July 11, 2021
/The Seventh Sunday After Pentecost
Ephesian 1:3-14 | Ps 24 | Mark 6:14-29
The Rev. Bradley Varnell
We love choices in America. We like choosing our favorite bands, our favorite toothpastes, we like choosing from an array of options on a menu, or whether to watch a new movie or binge an old show from the comfort of our living rooms. In many ways American identity, and the American understanding of freedom is bound up with the idea of choice. To be free is, ultimately, to be free to choose. We are a people who love duty, as long as we choose duty. Choice reigns supreme – especially in our religious lives. Gone are the days where virtually everyone who was born into a particular tradition – Jewish, Catholic, Baptist, what have you – died in that same tradition. The Pew Research Center has documented increased shifting among religious adherents. About 40% of people who belong to a particular denomination or church tradition didn’t grow up in that tradition. Many of you are part of that 40%, as am I. We choose to leave one faith behind for another, or perhaps for no faith at all. The key is we choose. We choose our churches and traditions, just like we choose any number of things in our lives.
I think this ability to choose, to follow your beliefs as they evolve is a gift in many ways, but it also can lead to a danger. We’re often brought up and taught the goodness of choices, and it can lead – and in America I think it has dangerously led – to a place where the chooser is the be-all, end-all. The stuff of life – from cereal brands to Sunday morning – become subject to my choice and will, my choice and will become what matters. They are the ultimate goods. Everything else becomes subject to my choice. Even God. God becomes one thing among many which we can choose or not choose. God is meaningful if I choose God. And God is not meaningful if I don’t choose God. I’ve seen this creep into some forms of religious life, especially among clergy, a kind of what’s good for you is good for you mentality. Our churches, traditions, and worship are great for people who choose it, but if people don’t choose it that’s certainly fine for them. They aren’t missing out on anything or losing anything. They just made a different choice.
In this scheme God doesn’t stand apart from us as the giver of all meaning, God becomes one choice among many, who has meaning only because we have chosen to give God meaning. I think this is wrong, and sinful. And I think our first lesson today helpfully reminds us of the proper role of choice and choosing in our relationship with God.
Throughout our lesson from Ephesians the author is at pains to emphasize that it is GOD who makes the important choice in the God-human dynamic. The author says that before the foundations of the world we were chosen by God, destined for adoption. It is not we who choose God (or don’t choose God). It is God who has chosen us. God has chosen us to live and love. To know him and worship him. God has made the choice to make us his children, heirs with Christ, inheritors of the divine life. We may act as though we can choose or not choose God. Worship him or set him aside, but that is just an illusion. God doesn’t begin working on you and me when we choose him. Whether we choose or not, God is at work in our lives. Holding us together, keeping our universe going, speaking life into every atom of our being. God has chosen us, before the foundation of the world to be holy and blameless to live for the praise of his glory. We don’t get to pick God. But we can choose how will we respond to God. Will we choose to acknowledge God’s choice, God’s work, God’s destiny or will we choose to ignore it, to live our lives resisting God’s decisions to call us into adopted childhood?

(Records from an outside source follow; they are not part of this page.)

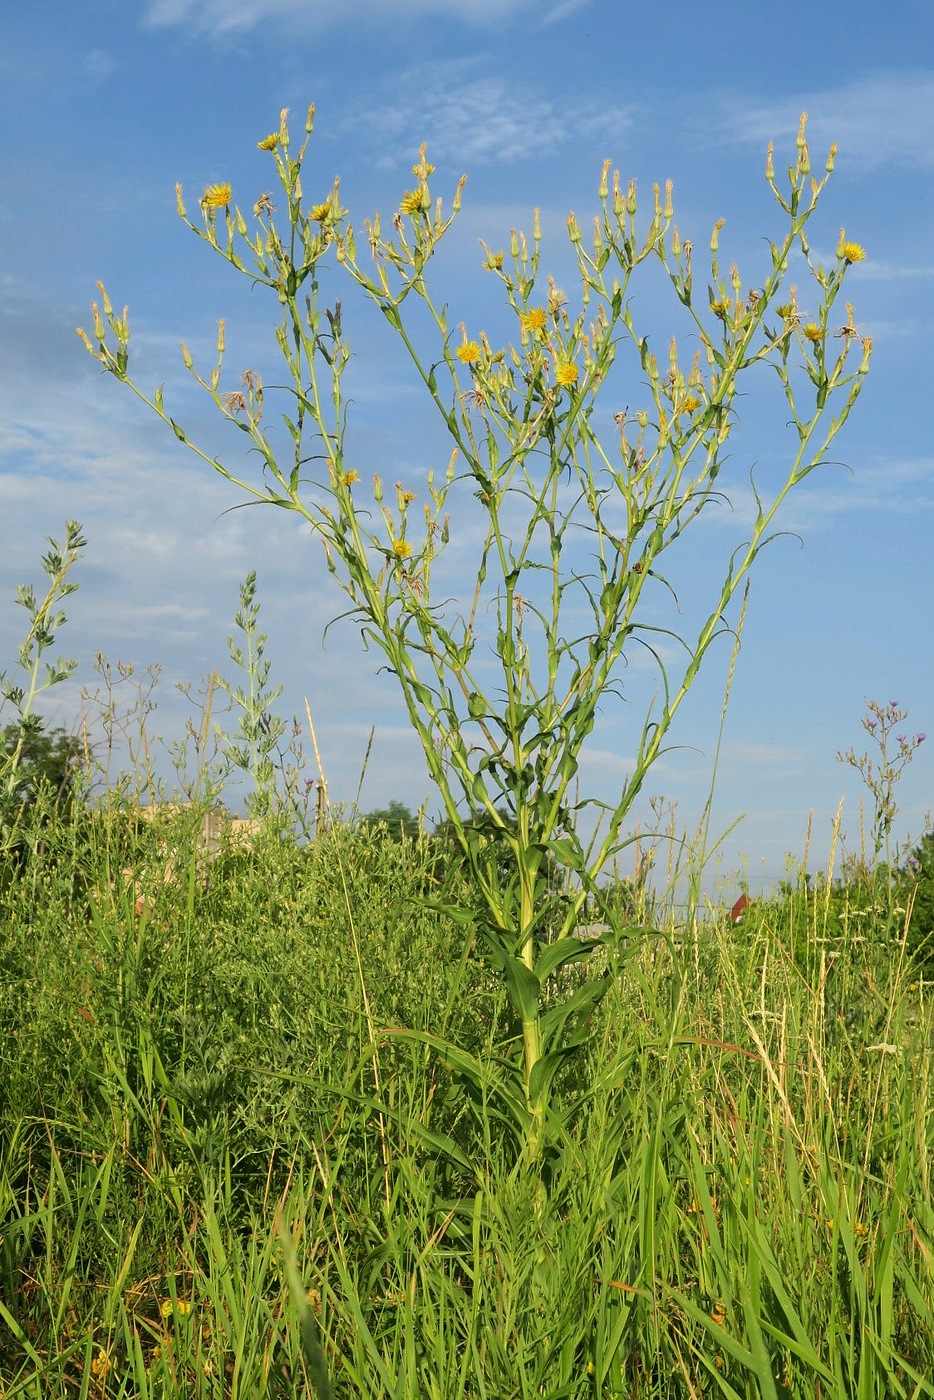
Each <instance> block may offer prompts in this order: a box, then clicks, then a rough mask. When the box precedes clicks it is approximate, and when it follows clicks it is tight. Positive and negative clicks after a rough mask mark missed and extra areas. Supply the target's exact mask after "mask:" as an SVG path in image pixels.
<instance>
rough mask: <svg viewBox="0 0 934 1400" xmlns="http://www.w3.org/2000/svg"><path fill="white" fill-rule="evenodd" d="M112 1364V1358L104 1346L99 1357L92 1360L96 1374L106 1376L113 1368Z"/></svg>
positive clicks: (93, 1371) (92, 1369)
mask: <svg viewBox="0 0 934 1400" xmlns="http://www.w3.org/2000/svg"><path fill="white" fill-rule="evenodd" d="M111 1365H112V1362H111V1358H109V1357H108V1354H106V1351H105V1350H104V1347H101V1350H99V1351H98V1354H97V1357H95V1358H94V1361H92V1362H91V1371H92V1372H94V1375H95V1376H105V1375H106V1373H108V1371H109V1369H111Z"/></svg>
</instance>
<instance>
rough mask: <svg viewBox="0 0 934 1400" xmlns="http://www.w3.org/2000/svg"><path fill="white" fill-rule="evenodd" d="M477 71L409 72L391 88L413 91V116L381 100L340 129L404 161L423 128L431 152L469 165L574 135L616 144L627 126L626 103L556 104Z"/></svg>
mask: <svg viewBox="0 0 934 1400" xmlns="http://www.w3.org/2000/svg"><path fill="white" fill-rule="evenodd" d="M478 70H479V60H475V59H459V60H455V62H451V63H445V64H442V66H438V64H433V66H431V67H426V69H413V70H410V71H409V73H407V74H405V76H403V78H402V80H400V83H396V84H393V91H398V90H403V91H417V92H419V106H417V116H414V118H413V113H412V105H410V104H405V105H402V104H399V102H396V101H388V102H384V104H382V105H375V106H374V108H371V109H370V111H368V112H365V113H364V115H361V116H354V118H350V119H349V122H347V123H346V127H344V129H346V130H350V132H357V133H365V134H367V139H368V143H370V144H371V148H372V150H374V151H379V147H382V151H381V158H382V162H384V164H386V165H395V164H396V162H398V160H399V158H400V157H399V151H405V154H406V160H409V158H410V154H412V151H414V150H416V148H417V146H419V143H420V141H421V140H424V137H426V133H427V134H428V136H430V154H431V155H433V157H438V158H441V160H455V161H458V162H461V164H462V165H465V167H469V165H478V164H485V162H500V161H528V160H532V158H535V160H542V158H543V157H548V155H550V154H553V153H555V151H557V150H559V148H560V147H567V146H570V144H571V143H573V141H574V140H576V139H581V137H587V140H588V141H594V140H597V139H601V137H602V139H604V140H606V141H618V140H619V136H620V133H622V132H625V130H626V129H627V127H629V126H632V120H633V108H632V106H620V105H613V104H606V102H597V101H592V102H588V101H585V99H583V98H581V97H580V95H577V94H571V95H569V98H567V104H566V105H564V106H562V105H559V104H556V102H555V99H553V98H550V97H543V95H542V94H539V92H536V91H535V90H532V88H529V87H528V85H527V84H522V83H520V81H517V80H515V78H513V77H504V76H499V74H486V73H482V71H478ZM416 123H417V125H416ZM377 158H379V155H378V157H377Z"/></svg>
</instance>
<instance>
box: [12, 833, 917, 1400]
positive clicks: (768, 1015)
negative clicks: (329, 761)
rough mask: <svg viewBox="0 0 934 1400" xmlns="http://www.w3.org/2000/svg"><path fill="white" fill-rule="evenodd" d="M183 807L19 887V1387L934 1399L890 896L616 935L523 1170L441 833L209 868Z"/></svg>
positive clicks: (18, 1077) (907, 970)
mask: <svg viewBox="0 0 934 1400" xmlns="http://www.w3.org/2000/svg"><path fill="white" fill-rule="evenodd" d="M192 826H193V823H192V822H190V819H189V822H188V826H186V822H185V816H183V815H179V816H178V819H176V820H175V822H174V825H172V830H171V833H169V836H168V837H167V833H164V832H157V830H153V829H151V823H146V829H144V830H134V829H133V823H130V822H127V819H126V816H120V815H119V813H111V816H109V818H108V819H104V818H101V819H95V820H88V819H87V816H81V813H77V815H76V816H74V818H73V819H66V818H64V816H60V818H59V819H56V820H55V822H52V823H50V825H49V826H48V827H46V830H45V833H43V844H42V846H41V847H39V851H38V854H35V855H34V857H32V858H29V860H28V862H27V864H25V865H24V867H22V868H21V869H20V871H18V874H17V875H15V878H7V879H6V881H4V883H3V889H1V892H0V902H1V906H3V907H1V909H0V920H1V924H3V930H4V934H3V944H1V946H0V1236H1V1243H0V1396H3V1397H4V1400H13V1397H34V1400H39V1397H48V1396H69V1397H71V1396H76V1397H78V1396H80V1397H88V1400H91V1397H94V1400H97V1397H127V1400H129V1397H140V1400H148V1397H160V1400H176V1397H178V1400H181V1397H186V1400H188V1397H197V1400H202V1397H204V1400H207V1397H211V1400H220V1397H224V1400H227V1397H238V1396H239V1397H249V1400H255V1397H259V1396H270V1397H276V1396H283V1397H284V1396H288V1397H293V1396H308V1397H311V1396H318V1397H322V1400H323V1397H326V1396H333V1397H342V1400H343V1397H350V1396H364V1397H367V1400H368V1397H374V1400H375V1397H386V1400H389V1397H392V1400H410V1397H412V1400H414V1397H419V1400H421V1397H430V1400H435V1397H437V1400H504V1397H515V1400H527V1397H532V1396H536V1397H541V1396H548V1397H549V1400H559V1397H564V1396H566V1397H574V1400H577V1397H611V1396H618V1397H639V1400H644V1397H658V1400H668V1397H681V1396H683V1397H696V1396H727V1397H730V1396H741V1397H753V1396H773V1397H788V1396H795V1397H840V1400H843V1397H847V1400H871V1397H877V1396H878V1397H889V1396H893V1397H896V1396H912V1397H914V1396H917V1397H920V1396H931V1394H934V1385H933V1383H931V1380H930V1379H928V1378H931V1376H934V1287H933V1281H931V1280H933V1271H931V1250H933V1249H934V1204H933V1193H931V1147H933V1137H934V1133H933V1107H934V1093H933V1085H931V1072H930V1049H931V1016H930V1005H928V1001H927V993H926V986H924V981H923V980H920V979H919V974H917V973H916V972H914V970H913V969H912V966H910V963H909V962H907V960H906V959H905V958H903V955H902V948H900V942H899V938H898V928H895V930H892V928H891V927H889V925H888V924H886V920H885V918H884V917H881V916H879V914H874V913H872V910H871V909H870V911H868V913H864V914H861V916H860V918H851V920H847V918H846V917H843V918H842V917H840V910H839V907H836V906H839V903H840V893H839V892H837V893H836V895H835V902H836V903H835V910H833V911H832V910H830V902H829V899H828V890H826V888H822V886H821V885H818V886H816V888H815V889H812V890H808V889H805V888H804V886H802V888H801V889H800V890H798V892H797V893H795V895H793V896H788V897H786V899H783V900H780V902H774V903H772V904H769V903H758V904H753V906H752V907H751V909H749V911H748V914H746V917H745V918H744V921H742V923H741V924H739V925H737V927H732V925H731V924H730V921H728V918H727V917H725V916H717V914H710V917H709V918H706V920H704V921H703V923H702V924H700V925H699V928H697V931H696V934H693V935H692V934H690V932H689V934H688V935H685V931H683V930H678V928H675V927H674V924H671V923H669V924H667V925H665V927H662V928H661V930H660V934H658V937H647V935H646V937H641V938H640V939H637V941H636V942H632V944H630V946H629V948H627V951H626V952H625V953H623V955H620V959H619V965H618V969H616V974H615V977H613V980H612V986H611V990H609V993H608V995H606V997H605V1000H604V1001H602V1002H601V1004H599V1007H598V1009H597V1011H595V1012H594V1025H592V1029H594V1030H595V1032H597V1033H595V1036H594V1039H592V1040H591V1043H590V1046H588V1047H587V1049H585V1050H584V1051H581V1054H580V1056H578V1057H577V1058H576V1060H571V1061H570V1063H569V1067H567V1068H566V1070H563V1071H562V1074H563V1078H560V1077H559V1079H557V1082H556V1106H557V1110H559V1113H560V1109H562V1105H564V1103H566V1105H571V1103H578V1102H581V1100H583V1107H580V1109H578V1110H577V1112H576V1113H574V1114H571V1116H569V1117H567V1119H566V1121H563V1124H562V1127H560V1131H559V1133H557V1135H556V1138H555V1144H553V1149H552V1151H550V1154H549V1156H548V1159H546V1161H545V1162H543V1163H542V1168H541V1170H539V1172H535V1173H532V1172H529V1170H528V1166H527V1163H524V1162H522V1159H521V1156H520V1155H518V1154H517V1151H515V1145H514V1138H513V1135H511V1133H510V1127H508V1123H507V1121H506V1120H504V1119H503V1117H501V1107H500V1103H499V1099H497V1072H496V1067H497V1063H499V1061H500V1060H503V1057H507V1056H508V1054H510V1049H511V1046H513V1043H514V1039H515V1036H517V1026H515V1025H513V1023H511V1021H510V1012H508V1007H507V1004H506V1001H504V997H503V993H501V990H500V988H499V986H497V984H496V983H493V981H492V977H490V973H489V972H487V970H486V967H485V966H483V965H482V963H480V962H479V960H476V959H475V958H473V956H472V953H471V951H469V945H468V946H466V949H465V931H463V927H462V924H459V923H456V921H455V920H454V918H451V917H449V916H447V914H445V913H444V911H442V909H438V907H433V903H431V900H426V896H433V895H437V889H435V888H434V883H433V882H434V881H435V879H437V869H438V862H437V853H435V851H434V850H433V848H431V846H430V843H427V841H424V840H423V841H393V840H389V839H388V836H386V833H385V832H381V830H378V829H365V827H364V829H357V830H349V829H344V827H336V829H333V830H330V832H329V833H326V834H325V836H322V837H321V839H319V840H318V841H315V843H312V844H311V846H308V847H305V848H297V847H295V846H294V844H293V843H290V841H287V840H283V839H280V837H277V836H276V834H274V833H273V832H270V833H269V837H267V839H266V840H265V841H263V843H262V844H260V846H259V847H255V848H253V850H242V848H237V850H234V848H230V850H227V851H224V853H223V854H221V857H220V860H218V861H217V864H216V865H214V867H213V868H211V871H210V876H209V879H207V883H204V881H203V868H202V865H200V864H199V858H197V853H196V848H195V830H193V829H192ZM167 840H169V844H172V847H174V850H175V865H174V879H172V881H169V882H167V881H165V879H164V871H165V864H167V858H165V847H167ZM126 869H129V871H132V875H130V876H125V874H123V872H125V871H126ZM455 893H456V892H455ZM461 893H462V896H463V902H465V903H466V899H468V892H461ZM140 895H141V896H143V900H141V906H140ZM842 897H843V900H844V914H846V895H843V896H842ZM437 903H442V902H441V900H437ZM860 907H864V906H863V904H861V906H860ZM854 930H858V932H856V931H854ZM574 974H576V973H573V972H570V973H569V972H564V973H562V976H563V977H567V976H574ZM581 976H585V974H584V973H581ZM412 1032H417V1033H419V1035H417V1036H416V1035H412ZM442 1042H447V1043H448V1044H449V1046H451V1047H456V1049H448V1050H447V1051H444V1050H441V1049H438V1046H441V1043H442ZM461 1057H472V1061H471V1063H472V1064H473V1065H478V1064H479V1065H480V1067H482V1071H483V1072H482V1074H480V1075H479V1077H478V1075H476V1074H475V1075H473V1077H469V1078H468V1077H465V1075H463V1074H462V1072H461V1068H462V1063H466V1061H465V1060H463V1061H462V1060H461Z"/></svg>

This choice isn’t just for a few folks – the choice which God has made is a choice for all people. Every one of us, every person who has lived, is living and will live on this planet was chosen before the foundation of the world to be holy and blameless before God. To resist this choice, to work against it, to ignore it, is to live against the grain of the universe. Before the world was, God chose us. To resist that choice is to resist a decision older than creation, older than the universe itself. It is resist God’s decision to know us, to love us, to be with us and for us. It is to resist God’s decision to love us with everything God has.
The knowledge that God has destined us for himself is, I think, good news. The fact that it is God’s choice, not ours, that determines our relationship with God means that no doubt, no fear, no wandering around can separate us from God. God has made the choice to be with us, to be for us, to be our God. And you and I cannot change that – your lack of faith, your abundance of faith, doesn’t make God choose you more or less. Before the foundation of the world you were chosen. And God has waited centuries and millennia to know you, to love you, to show you what it means that you were chosen by him. Rest in that choice. Rest in that security. God has chosen to know you. To be your God. So let him. Amen.